Une première cette année pour l’organisation professionnelle qui va tenir à huit clos son assemblée générale. Les délégués départementaux, régionaux et la Capeb nationale  s’enfermeront deux jours (les 10 et 11 avril) pour renforcer les liens et ainsi mieux aider les adhérents à surmonter la crise, mais aussi pour débattre sur les difficultés de l’artisanat du bâtiment. Des résolutions sur des questions précises y seront d’ailleurs votées. Reste que pour son président, Patrick Liébus, l’exercice auquel il va se livrer face à des esprits échauffés par la dureté de la situation et des entreprises à bout de souffle ne va pas être facile : apporter des notes d’espoirs pour ne pas plomber  davantage le moral déjà fortement atteint, tout en restant réaliste…

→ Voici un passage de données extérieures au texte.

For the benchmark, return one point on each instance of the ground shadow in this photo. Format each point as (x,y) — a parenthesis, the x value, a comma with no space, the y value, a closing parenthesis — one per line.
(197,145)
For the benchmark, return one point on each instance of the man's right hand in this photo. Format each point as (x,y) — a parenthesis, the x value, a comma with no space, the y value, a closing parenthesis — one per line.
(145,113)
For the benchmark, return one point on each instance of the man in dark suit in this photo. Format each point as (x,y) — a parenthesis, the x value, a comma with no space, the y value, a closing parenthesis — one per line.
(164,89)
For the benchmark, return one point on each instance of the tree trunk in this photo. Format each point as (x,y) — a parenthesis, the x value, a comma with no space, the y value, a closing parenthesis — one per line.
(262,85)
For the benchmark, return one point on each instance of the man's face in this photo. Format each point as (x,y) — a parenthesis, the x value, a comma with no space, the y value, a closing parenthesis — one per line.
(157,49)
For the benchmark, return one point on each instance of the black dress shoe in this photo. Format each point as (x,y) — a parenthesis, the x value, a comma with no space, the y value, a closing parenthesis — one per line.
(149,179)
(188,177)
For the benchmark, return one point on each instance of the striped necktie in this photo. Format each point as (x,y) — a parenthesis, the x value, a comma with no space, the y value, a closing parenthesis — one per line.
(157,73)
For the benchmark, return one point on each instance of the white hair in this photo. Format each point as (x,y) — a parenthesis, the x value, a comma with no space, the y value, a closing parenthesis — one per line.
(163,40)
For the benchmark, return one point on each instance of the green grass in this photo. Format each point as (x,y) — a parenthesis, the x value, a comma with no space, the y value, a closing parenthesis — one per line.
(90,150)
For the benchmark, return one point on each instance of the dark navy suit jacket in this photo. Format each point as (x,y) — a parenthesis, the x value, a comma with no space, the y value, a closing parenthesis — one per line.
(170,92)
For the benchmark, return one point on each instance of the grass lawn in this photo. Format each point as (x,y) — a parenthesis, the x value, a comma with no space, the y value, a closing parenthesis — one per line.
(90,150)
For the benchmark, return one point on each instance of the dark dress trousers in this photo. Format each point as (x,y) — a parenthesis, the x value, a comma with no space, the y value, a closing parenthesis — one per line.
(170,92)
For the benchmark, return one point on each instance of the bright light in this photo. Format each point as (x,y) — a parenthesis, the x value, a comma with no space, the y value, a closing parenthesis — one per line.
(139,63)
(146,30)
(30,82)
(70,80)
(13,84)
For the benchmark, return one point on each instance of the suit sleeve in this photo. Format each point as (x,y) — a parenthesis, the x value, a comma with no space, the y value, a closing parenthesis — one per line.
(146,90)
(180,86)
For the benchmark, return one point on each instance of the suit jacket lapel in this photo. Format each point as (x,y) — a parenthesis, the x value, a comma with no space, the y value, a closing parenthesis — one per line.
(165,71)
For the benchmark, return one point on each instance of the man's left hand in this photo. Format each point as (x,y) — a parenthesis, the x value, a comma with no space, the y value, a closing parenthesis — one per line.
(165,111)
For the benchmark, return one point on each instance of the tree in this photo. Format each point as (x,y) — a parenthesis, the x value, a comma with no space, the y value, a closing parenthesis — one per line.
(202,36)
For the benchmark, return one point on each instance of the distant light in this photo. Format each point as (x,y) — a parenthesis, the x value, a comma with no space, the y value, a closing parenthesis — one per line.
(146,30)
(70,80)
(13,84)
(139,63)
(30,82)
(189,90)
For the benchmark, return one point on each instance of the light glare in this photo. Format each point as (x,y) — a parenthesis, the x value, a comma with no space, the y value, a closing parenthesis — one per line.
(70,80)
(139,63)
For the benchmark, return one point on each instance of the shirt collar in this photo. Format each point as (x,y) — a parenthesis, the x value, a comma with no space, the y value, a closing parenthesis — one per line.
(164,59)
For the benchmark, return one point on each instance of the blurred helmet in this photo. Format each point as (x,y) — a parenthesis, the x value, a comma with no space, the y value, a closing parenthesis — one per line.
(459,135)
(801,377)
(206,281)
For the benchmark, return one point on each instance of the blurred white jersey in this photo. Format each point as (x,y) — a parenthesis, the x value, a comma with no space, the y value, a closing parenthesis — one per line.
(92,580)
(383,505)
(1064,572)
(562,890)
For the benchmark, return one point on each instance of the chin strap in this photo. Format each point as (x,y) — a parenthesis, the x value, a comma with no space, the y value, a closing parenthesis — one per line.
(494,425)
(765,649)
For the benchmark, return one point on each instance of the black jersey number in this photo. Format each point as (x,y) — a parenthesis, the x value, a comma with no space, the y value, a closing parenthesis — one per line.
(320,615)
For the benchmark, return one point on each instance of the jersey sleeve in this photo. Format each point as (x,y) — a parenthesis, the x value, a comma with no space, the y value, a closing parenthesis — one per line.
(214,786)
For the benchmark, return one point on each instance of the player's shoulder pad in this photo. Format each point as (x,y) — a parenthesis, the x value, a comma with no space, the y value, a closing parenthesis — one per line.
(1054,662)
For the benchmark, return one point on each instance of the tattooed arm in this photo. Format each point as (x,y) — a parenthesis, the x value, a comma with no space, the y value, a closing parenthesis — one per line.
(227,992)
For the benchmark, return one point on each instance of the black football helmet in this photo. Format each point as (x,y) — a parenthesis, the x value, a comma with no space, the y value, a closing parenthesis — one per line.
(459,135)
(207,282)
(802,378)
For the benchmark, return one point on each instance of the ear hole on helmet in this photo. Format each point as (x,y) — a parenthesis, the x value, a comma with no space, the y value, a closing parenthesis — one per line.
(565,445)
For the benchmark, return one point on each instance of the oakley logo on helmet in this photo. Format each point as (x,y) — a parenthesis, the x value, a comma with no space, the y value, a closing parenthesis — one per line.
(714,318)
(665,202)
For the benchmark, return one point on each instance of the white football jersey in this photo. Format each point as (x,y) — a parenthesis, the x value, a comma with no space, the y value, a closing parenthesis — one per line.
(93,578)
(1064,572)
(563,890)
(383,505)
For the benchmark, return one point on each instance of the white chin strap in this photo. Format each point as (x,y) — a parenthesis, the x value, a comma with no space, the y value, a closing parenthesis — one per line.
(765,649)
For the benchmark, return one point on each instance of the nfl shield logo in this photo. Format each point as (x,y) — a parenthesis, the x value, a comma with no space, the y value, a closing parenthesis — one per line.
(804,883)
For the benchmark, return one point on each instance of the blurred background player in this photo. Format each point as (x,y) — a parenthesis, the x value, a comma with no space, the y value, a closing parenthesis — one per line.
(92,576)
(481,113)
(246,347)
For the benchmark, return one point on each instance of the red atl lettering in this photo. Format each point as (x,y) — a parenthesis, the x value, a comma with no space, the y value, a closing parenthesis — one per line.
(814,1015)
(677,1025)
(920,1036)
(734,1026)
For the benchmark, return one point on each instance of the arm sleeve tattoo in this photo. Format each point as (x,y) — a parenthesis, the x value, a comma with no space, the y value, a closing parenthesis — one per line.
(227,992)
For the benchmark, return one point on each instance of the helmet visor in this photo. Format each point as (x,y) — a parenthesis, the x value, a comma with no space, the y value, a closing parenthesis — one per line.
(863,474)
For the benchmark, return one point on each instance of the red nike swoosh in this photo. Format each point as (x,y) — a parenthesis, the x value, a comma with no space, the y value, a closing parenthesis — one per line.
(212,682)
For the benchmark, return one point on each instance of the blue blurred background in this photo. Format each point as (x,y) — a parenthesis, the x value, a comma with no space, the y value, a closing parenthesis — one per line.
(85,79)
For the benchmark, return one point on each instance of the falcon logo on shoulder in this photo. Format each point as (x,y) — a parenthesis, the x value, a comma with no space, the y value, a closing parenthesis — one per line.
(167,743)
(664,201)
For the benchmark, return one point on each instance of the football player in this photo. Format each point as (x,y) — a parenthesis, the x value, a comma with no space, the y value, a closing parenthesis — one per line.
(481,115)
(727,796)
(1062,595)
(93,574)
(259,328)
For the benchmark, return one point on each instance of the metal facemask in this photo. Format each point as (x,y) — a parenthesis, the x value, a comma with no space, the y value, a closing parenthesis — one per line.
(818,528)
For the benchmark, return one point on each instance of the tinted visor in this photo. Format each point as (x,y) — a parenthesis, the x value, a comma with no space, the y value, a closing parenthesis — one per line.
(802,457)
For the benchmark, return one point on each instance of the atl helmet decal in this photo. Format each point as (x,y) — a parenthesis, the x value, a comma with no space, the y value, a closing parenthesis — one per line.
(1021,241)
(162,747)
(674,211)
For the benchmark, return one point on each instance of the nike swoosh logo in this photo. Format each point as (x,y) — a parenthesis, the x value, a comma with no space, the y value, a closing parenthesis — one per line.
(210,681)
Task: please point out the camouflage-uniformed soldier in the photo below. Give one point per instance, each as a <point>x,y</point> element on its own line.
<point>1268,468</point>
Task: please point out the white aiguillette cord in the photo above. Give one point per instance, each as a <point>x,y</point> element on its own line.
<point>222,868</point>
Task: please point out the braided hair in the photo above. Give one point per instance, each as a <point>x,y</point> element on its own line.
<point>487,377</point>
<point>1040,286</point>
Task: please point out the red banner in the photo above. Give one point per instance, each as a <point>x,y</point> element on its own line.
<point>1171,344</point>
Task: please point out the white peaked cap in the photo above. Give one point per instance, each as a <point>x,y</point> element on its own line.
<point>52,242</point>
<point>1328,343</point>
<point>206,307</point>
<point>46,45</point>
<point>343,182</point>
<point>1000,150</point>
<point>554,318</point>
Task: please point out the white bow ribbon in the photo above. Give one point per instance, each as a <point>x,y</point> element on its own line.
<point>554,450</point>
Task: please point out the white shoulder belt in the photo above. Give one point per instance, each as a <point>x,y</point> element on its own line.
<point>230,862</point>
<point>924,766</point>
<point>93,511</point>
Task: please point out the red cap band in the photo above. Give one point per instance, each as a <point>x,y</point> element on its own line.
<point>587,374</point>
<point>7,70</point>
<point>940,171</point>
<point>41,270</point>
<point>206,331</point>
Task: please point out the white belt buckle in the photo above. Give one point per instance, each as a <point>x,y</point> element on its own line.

Dans quel état d’esprit ouvrez-vous les deux journées d’assemblée générale de la Capeb ?


Patrick Liébus :
Même si le premier mot qui me vient à l’esprit, c’est l’inquiétude générale, notre sentiment oscille entre réserve et espoir.  Le gouvernement à son plus haut niveau, le président de la République, a pris conscience de la réalité dans laquelle se trouvaient les artisans du bâtiment. Notre forte mobilisation du 18 janvier dernier a donc porté ses fruits. Pour autant et malgré le plan d’urgence en faveur du logement et du bâtiment dévoilé par François Hollande le 21 mars, rien n’est gagné et on va devoir rester mobilisé. Des mesures vont certes être prises, mais entre leur mise en place et les effets sur notre activité, il va se passer un long délai, auquel il convient d’ajouter une année 2014 d’élections municipales, période de gel des investissements. Ce sont autant de coups de frein qui s’accumulent, des contraintes qui s’empilent et nous ne voyons pas s’éclaircir l’horizon. Cependant, notre secteur n’est pas le seul à connaître des difficultés. Le gros problème, c’est le chômage et l’emploi, sources pour nos clients de morosité et de manque de confiance.

Pensez-vous que le plan d’urgence annoncé par le président de la République suffira à soutenir significativement l’activité des artisans ?


Patrick Liébus : Il peut soutenir notre activité, mais ce n’est qu’une première étape dans la relance de notre secteur. Nous attendons un complément de mesures, mais aussi les moyens qui vont avec. Entre rien et quelque chose, mieux vaut quelque chose, même si ce quelque chose arrive bien trop tard. Comment est-il possible que le gouvernement  ait perdu autant de temps à lancer des signes positifs et ce, malgré nos nombreuses alertes ?  En attendant, les prix s’effondrent, la hausse de prix des matériaux se poursuit sans pouvoir être répercutée, les trésoreries sont à sec, l’apprentissage au ralenti….

Deux ministres, Sylvia Pinel  pour l’artisanat et Michel Sapin pour le travail et l’emploi feront le déplacement à votre assemblée générale, quels messages allez-vous leur délivrer ?


Patrick Liébus :
Il est vrai que leur présence est une marque de reconnaissance et une prise de conscience de la situation du secteur. Nous allons dérouler tous les sujets sur lesquels beaucoup de choses restent à faire. Mais surtout nous attendons des annonces et des engagements. Si on veut calmer les esprits, il nous faut des mesures radicales,  à commencer par l’exclusion du secteur du bâtiment du régime de l’auto-entrepreneur.  Parmi nos demandes en attente de réponse : la baisse des charges pour les entreprises, les réglementations et obligations en matière de santé-sécurité applicables avec des conditions de formation, - bientôt on passera plus de temps en stage que sur les chantiers-, ou encore l’apprentissage et son corolaire l’orientation des jeunes vers nos métiers , et la retranscription fidèle de l’accord signé le 11 janvier dernier par les partenaires sociaux sur la sécurisation de l’emploi . Les sujets ne manquent pas : le plus important de tous, et je n’en finirai jamais de le répéter à tout le gouvernement, reste une TVA  à 5 % pour l’ensemble des travaux de rénovation. Enfin pour résumer, nous demandons au gouvernement de réviser sans tarder un ensemble de mesures dont l’inadaptation, voire l’impossibilité de mise en œuvre dans les petites entreprises s’avère particulièrement contre-productives. Bref, ne plus tergiverser ; l’avenir économique et social de notre secteur est à ce prix.